The Organizing Committee for a Communist League in Iceland issued a statement that was well received by people buying the Militant during the visit.

"The moves by the Icelandic government against tourists on passenger jets coming to Iceland are part of increasing attacks on democratic rights," the statement said. "According to the news, almost everyone of Asian origins was arrested upon arriving in Iceland, including professionals attending a scientific conference in Reykjavik. The Icelandic government seeks to test out its new anti-terrorist and immigration laws for everyone to see; to strengthen the Icelandic police and gather support for its enlargement and for some kind of an army unit; and to smear the image of the Chinese workers state."

The Communist League statement pointed out that over the previous weeks the Icelandic government had deported 20 Romanian Gypsies from the country who were seeking asylum, and turned back a group of Albanians without them having a chance to explain their case publically.
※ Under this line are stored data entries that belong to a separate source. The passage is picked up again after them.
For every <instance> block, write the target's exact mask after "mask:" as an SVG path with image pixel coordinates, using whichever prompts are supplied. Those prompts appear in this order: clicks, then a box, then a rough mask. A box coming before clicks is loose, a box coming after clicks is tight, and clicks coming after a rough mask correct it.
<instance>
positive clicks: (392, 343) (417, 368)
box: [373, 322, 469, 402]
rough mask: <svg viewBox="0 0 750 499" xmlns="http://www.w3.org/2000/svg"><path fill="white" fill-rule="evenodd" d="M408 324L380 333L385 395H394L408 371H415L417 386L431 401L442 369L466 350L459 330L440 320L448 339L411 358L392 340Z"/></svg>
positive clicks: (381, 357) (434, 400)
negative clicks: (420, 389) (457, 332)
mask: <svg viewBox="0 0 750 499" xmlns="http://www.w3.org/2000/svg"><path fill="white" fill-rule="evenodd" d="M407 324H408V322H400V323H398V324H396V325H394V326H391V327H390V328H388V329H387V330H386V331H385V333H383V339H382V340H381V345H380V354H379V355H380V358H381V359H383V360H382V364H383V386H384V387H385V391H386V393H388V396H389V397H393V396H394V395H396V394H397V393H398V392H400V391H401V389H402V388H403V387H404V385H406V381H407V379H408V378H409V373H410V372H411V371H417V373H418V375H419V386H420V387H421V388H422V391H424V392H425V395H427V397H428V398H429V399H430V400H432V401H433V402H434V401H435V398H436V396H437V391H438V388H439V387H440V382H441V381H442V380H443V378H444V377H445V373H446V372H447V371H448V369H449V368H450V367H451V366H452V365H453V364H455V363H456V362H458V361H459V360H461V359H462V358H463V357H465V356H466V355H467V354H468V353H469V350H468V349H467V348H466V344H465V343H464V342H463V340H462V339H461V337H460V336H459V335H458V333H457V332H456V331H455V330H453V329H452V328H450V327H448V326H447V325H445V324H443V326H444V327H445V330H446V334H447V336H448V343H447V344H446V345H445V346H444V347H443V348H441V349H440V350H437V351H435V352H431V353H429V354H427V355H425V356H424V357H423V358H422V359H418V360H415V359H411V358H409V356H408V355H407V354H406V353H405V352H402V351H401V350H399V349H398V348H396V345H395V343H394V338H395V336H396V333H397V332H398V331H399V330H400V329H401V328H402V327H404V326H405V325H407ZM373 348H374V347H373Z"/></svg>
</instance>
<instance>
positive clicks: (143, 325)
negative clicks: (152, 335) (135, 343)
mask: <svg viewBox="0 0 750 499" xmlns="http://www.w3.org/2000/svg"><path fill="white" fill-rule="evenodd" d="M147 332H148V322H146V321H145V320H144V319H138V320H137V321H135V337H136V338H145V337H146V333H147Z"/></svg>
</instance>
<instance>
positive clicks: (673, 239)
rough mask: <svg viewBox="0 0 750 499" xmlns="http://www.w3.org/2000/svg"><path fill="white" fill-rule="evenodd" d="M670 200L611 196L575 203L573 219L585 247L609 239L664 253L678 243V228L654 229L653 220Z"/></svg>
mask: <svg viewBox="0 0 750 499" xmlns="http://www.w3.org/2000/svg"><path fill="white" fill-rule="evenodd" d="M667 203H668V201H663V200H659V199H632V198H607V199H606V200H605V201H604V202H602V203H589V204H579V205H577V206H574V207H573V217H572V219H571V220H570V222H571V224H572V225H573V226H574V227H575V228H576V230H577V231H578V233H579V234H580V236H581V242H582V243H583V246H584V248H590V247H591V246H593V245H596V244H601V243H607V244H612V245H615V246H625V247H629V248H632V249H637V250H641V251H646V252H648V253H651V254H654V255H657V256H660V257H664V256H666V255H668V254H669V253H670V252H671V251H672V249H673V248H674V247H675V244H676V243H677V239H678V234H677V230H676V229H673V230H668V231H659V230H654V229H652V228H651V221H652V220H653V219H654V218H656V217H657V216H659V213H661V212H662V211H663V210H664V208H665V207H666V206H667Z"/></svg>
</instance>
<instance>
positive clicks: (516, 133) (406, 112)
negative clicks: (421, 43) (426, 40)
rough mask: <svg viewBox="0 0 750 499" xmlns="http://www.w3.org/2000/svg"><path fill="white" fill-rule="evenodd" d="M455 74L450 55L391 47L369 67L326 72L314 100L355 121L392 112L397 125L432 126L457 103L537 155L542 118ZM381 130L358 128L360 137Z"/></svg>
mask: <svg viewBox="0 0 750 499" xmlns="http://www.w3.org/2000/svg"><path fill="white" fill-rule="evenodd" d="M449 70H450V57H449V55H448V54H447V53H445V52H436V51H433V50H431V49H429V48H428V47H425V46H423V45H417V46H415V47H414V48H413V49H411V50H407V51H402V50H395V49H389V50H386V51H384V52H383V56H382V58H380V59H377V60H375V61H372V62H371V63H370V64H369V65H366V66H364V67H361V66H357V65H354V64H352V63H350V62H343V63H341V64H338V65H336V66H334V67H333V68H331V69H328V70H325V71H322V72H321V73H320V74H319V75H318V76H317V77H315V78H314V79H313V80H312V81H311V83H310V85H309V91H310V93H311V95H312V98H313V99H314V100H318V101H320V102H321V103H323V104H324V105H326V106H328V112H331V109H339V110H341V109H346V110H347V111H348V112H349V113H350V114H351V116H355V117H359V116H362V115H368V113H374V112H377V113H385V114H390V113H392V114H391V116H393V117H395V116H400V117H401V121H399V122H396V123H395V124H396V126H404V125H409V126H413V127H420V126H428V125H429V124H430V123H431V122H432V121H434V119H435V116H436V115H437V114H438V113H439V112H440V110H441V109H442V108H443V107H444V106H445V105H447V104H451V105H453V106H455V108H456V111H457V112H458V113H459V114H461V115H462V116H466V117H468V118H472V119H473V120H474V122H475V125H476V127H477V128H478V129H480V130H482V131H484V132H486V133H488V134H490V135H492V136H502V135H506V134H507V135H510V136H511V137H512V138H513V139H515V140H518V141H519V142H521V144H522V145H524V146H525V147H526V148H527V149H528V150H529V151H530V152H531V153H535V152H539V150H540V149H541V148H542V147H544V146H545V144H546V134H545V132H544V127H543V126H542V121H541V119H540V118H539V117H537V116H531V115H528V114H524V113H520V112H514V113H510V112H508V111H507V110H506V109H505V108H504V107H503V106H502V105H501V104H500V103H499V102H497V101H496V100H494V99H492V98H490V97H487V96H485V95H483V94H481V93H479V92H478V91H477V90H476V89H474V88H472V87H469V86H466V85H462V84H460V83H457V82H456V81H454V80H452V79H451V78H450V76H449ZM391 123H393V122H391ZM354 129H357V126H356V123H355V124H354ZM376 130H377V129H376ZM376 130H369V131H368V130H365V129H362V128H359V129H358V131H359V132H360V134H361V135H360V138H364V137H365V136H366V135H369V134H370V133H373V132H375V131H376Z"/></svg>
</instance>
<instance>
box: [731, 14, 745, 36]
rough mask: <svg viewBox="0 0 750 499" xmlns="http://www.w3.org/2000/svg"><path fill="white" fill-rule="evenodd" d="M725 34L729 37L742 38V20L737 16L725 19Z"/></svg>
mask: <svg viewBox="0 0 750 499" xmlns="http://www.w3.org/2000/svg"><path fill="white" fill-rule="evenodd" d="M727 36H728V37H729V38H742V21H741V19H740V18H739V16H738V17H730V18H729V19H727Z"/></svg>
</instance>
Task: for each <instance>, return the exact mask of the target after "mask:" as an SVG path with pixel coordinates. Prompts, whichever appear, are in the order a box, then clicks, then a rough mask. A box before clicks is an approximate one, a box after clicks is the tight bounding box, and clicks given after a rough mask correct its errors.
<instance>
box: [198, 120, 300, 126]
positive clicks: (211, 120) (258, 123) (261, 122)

A month earlier "the authorities closed the borders, using an exemption clause to wall off a high-level meeting of NATO officials. The government took the opportunity to put armed security guards in domestic airports for the first time."

"Young people who want to fight against oppression, injustice, and defend democratic rights have many opportunities to link up with others fighting against capitalist exploitation and oppression," the statement said. "They should take part in and help advance these struggles, which are directed against the employers and their government and serve to protect the privileged propertied class."

Sigurdur Haraldsson is a member of the Hlíf General Workers Union Hafnarfirði and the Organizing Committee for a Communist League in Iceland.